Technology has found its way into the lives of students of every age and learning ability in the past two decades. Still, with very young learners, there are ways education technology has to be carefully and correctly used.
Guidelines For Young Children Using Education Technology
Edtech, while enormously beneficial, must meet the requirements and comfort level of both young students and teachers to fulfill its functions. Here are a few guidelines to use edtech well in the case of younger learners.
Expanding The Horizons
Experts from The Kid Mom believe that one practical use of edtech is expanding the horizons of young children and encouraging them to appreciate, celebrate and learn about diversity and different cultures around the world.
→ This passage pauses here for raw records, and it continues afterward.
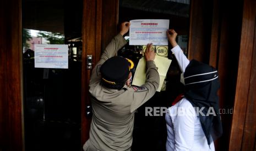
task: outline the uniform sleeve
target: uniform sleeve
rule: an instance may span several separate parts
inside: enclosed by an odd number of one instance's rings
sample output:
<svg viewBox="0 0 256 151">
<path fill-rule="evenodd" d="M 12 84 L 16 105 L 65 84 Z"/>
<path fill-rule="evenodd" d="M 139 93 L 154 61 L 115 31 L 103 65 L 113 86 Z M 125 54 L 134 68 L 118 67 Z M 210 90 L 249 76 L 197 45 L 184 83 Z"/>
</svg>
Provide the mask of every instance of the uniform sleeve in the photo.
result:
<svg viewBox="0 0 256 151">
<path fill-rule="evenodd" d="M 181 71 L 182 73 L 184 73 L 186 68 L 189 63 L 189 60 L 187 58 L 185 55 L 184 55 L 183 51 L 181 50 L 178 45 L 173 47 L 171 50 L 174 54 Z"/>
<path fill-rule="evenodd" d="M 147 69 L 145 84 L 140 86 L 133 86 L 133 101 L 130 112 L 134 111 L 153 96 L 159 86 L 159 74 L 155 62 L 154 61 L 148 61 L 146 66 Z"/>
<path fill-rule="evenodd" d="M 195 111 L 192 106 L 182 109 L 178 108 L 178 115 L 173 120 L 175 151 L 190 150 L 194 143 Z"/>
<path fill-rule="evenodd" d="M 100 68 L 101 65 L 107 59 L 115 56 L 117 51 L 126 44 L 126 39 L 123 37 L 118 34 L 116 36 L 111 42 L 107 45 L 100 57 L 100 61 L 97 63 L 92 69 L 91 78 L 90 79 L 89 86 L 100 82 L 101 76 L 100 72 Z"/>
</svg>

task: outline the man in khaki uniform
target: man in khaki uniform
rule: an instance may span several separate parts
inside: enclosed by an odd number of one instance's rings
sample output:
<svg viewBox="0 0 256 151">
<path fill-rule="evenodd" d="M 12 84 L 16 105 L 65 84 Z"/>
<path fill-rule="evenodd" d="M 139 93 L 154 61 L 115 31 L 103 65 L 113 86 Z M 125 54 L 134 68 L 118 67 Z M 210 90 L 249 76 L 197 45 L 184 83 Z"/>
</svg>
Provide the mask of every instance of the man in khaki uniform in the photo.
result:
<svg viewBox="0 0 256 151">
<path fill-rule="evenodd" d="M 128 61 L 115 56 L 126 41 L 123 37 L 130 23 L 123 22 L 121 32 L 112 40 L 92 70 L 89 91 L 93 115 L 90 138 L 84 150 L 130 150 L 136 109 L 149 100 L 159 85 L 159 74 L 154 62 L 155 54 L 148 44 L 145 84 L 130 86 Z"/>
</svg>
For obvious reasons, this can be done quicker in a lesson-based format incorporating multimedia formats like video clips and activities than it can be achieved through independent study of written texts.
Virtual field trips are another excellent education technology concept, and they proved invaluable during the Covid-19 days to help students learn. These trips virtually involved visiting heritage sites, museums, and old architecture. Edtech, when used well, can create opportunities for meaningful exchanges between students of different schools and countries. Recently, there has been work on software enabling special-needs children to learn more effectively.
Building Connections
Edtech is a brilliant tool for creating networking and communication between students, teachers, parents, and other experts, such as school administration or other officials, who weigh in on lessons from time to time. Edtech allows work and lessons to be transferred and shared seamlessly between different people, which lets the young learner benefit from everyone’s input.
Google portfolios allow the student’s work and progress report to be stored from term to term or grade to grade so new teachers can quickly assess their abilities and learning levels and adjust their workload. Parents can also play a supplementary role in how their child manages to learn in the classroom and at home without putting in the many hours it would traditionally take.
Asking The Right Questions
While young learners can benefit equally from more physically present and experimental types of learning, such as making educational models or merchandise from 3d printers for schools, edtech allows them to ask the right questions. Since there is room for interacting with teachers in the comfort of their own homes and involving their parents in the process, it opens the young learner up to countless possibilities.
Guidelines For Young Children Using Education Technology
Parents can ask questions from young learners regarding what they thought of any activity or content and what aspect they would like to look at in more detail. Feedback or messaging portals in many edtech software programs mean that teachers can be contacted if difficulty arises in the homework assignment. Furthermore, teachers are responsible for ascertaining whether the education technology is age-appropriate and whether it fulfills the learning requirements set by that grade level.